Successful laparoscopic ventral hernia repair in obese patients requires strict adherence to technical details. Cobb et al. [43] reviewed 277 patients at our institution and found that the recurrence rate in patients with BMI ≥40 kg/m2 was at least twice that of patients with BMI <40 kg/m2, but this was not statistically significant (9.4% for BMI ≥40 kg/m2 compared to 4.5% for BMI 30–40 kg/m2 and 3.5% for BMI <30 kg/m2). Novitsky et al. [44] reviewed 163 patients with BMI ≥30 kg/m2 who underwent laparoscopic ventral hernia repair and reported an overall recurrence rate of 5.5%, which is only slightly increased compared with the published recurrence rates for all patients undergoing laparoscopic ventral hernia repair [10]. These results suggest that a standardized laparoscopic technique is advantageous in obese patients. Technical detail is also important for successful outcome after open repair. Concurrent abdominoplasty and scar revision often necessitate an open approach for patients with giant hernias after surgically induced weight loss, as seen in 67% of patients in this study. Wide overlap of non-absorbable retrofascial preperitoneal mesh extending well beyond the edge of the hernia defect circumferentially with transfascial fixation sutures at close intervals resulted in no recurrences after staged ventral hernia repairs at 20 months of follow-up in this study. Twelve of our patients had a simultaneous panniculectomy. Shermak [45] reviewed 40 patients undergoing abdominoplasty at the time of ventral hernia repair. The only recurrence in Shermak’s series occurred 1 year after hernia repair in a patient with a BMI of 41.3. Hughes et al. [46] reported a recurrence rate after simultaneous ventral hernia repair and panniculectomy of 3.6% (two of 55 patients). Robertson et al. [47] reported a 10% recurrence rate in 82 patients undergoing simultaneous procedures.

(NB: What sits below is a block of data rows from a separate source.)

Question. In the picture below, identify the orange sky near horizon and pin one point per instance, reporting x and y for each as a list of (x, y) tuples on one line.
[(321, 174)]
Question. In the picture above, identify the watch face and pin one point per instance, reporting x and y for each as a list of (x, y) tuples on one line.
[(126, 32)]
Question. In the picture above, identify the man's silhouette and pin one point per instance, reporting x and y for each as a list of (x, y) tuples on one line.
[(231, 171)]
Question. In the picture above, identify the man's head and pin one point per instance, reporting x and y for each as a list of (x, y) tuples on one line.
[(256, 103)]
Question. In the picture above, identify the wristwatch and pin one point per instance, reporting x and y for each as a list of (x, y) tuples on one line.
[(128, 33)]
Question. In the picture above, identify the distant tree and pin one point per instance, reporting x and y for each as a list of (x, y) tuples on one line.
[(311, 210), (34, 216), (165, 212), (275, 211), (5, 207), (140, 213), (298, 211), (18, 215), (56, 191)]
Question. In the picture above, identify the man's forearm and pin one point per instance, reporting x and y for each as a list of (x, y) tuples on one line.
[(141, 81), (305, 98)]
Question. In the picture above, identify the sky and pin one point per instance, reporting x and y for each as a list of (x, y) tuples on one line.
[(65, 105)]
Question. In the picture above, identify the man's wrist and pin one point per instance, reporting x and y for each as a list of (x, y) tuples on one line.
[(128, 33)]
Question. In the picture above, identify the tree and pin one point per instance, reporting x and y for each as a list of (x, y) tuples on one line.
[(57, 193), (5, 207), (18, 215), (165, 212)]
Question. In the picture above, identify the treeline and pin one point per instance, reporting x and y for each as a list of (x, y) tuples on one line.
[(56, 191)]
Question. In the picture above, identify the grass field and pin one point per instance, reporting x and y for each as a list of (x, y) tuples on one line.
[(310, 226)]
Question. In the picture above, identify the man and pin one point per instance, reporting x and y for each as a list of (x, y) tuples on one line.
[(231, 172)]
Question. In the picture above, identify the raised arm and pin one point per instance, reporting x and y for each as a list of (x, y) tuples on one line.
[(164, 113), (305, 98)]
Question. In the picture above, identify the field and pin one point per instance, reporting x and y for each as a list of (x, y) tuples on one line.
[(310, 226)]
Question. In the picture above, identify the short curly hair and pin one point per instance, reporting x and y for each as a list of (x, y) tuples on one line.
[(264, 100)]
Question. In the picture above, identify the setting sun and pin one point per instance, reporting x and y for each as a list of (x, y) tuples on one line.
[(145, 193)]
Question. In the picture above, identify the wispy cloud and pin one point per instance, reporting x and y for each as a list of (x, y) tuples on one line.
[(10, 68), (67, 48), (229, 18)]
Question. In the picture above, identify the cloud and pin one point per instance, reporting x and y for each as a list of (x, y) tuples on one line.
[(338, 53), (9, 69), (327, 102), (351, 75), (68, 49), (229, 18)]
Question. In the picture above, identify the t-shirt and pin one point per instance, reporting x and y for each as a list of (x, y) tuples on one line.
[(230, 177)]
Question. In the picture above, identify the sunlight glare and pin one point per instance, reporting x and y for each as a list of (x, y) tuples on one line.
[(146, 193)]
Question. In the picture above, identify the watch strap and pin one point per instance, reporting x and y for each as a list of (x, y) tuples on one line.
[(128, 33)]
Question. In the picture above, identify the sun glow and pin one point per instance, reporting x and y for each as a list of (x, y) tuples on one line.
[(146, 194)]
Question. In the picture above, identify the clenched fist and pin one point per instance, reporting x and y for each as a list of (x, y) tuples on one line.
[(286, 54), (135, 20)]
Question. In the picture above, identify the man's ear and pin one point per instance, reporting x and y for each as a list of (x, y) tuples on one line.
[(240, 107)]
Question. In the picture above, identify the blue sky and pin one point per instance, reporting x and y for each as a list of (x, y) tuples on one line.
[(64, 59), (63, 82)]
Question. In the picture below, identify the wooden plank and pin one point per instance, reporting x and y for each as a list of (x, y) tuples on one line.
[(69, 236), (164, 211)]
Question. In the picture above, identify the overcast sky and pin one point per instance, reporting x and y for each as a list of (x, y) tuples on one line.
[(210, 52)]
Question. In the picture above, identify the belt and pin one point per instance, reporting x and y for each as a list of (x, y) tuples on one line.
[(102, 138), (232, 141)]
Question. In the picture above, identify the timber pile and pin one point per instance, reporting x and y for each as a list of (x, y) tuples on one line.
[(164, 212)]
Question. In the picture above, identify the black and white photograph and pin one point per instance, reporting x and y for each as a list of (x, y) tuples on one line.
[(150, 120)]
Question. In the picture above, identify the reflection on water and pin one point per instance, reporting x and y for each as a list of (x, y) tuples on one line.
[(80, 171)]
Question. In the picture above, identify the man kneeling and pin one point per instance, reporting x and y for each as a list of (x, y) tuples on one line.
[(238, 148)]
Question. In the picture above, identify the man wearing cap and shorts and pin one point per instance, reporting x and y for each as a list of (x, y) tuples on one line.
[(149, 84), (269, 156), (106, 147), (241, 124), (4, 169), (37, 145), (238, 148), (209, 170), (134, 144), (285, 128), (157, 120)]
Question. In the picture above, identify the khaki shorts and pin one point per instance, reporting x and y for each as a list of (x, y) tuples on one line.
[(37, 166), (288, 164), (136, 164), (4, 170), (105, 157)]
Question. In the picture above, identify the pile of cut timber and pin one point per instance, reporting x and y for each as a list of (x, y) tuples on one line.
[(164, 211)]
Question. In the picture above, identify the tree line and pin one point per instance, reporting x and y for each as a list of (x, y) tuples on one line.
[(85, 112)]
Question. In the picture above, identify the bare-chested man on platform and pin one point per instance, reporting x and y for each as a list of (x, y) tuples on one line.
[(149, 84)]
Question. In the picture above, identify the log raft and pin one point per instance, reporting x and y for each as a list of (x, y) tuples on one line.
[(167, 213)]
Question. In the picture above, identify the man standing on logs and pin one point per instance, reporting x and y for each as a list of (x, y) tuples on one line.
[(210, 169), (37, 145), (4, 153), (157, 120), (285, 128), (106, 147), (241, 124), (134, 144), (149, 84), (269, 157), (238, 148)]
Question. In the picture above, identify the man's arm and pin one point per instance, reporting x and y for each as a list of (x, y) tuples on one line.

Concurrent abdominoplasty does not appear to diminish the durability of ventral hernia repair; however, larger series with longer follow-up are needed [44].

Conclusion

Gastric bypass followed by the staged repair of recurrent ventral hernia in morbidly obese patients appears to be safe and provide a durable repair. The benefits include a reduced recurrence rate and an improved overall quality of life due to weight loss. The risk of hernia incarceration and bowel obstruction during the period of rapid, surgically induced weight loss is present but rare in our study. All smaller defects repaired concurrently with gastric bypass have a high recurrence rate but no reported incidence of bowel obstruction. Herniorrhaphy performed after gastric bypass and significant weight loss results in a formidable hernia repair and a lack of recurrence at 20 months follow-up. It should be considered in any morbidly obese patient with a complex or recurrent hernia.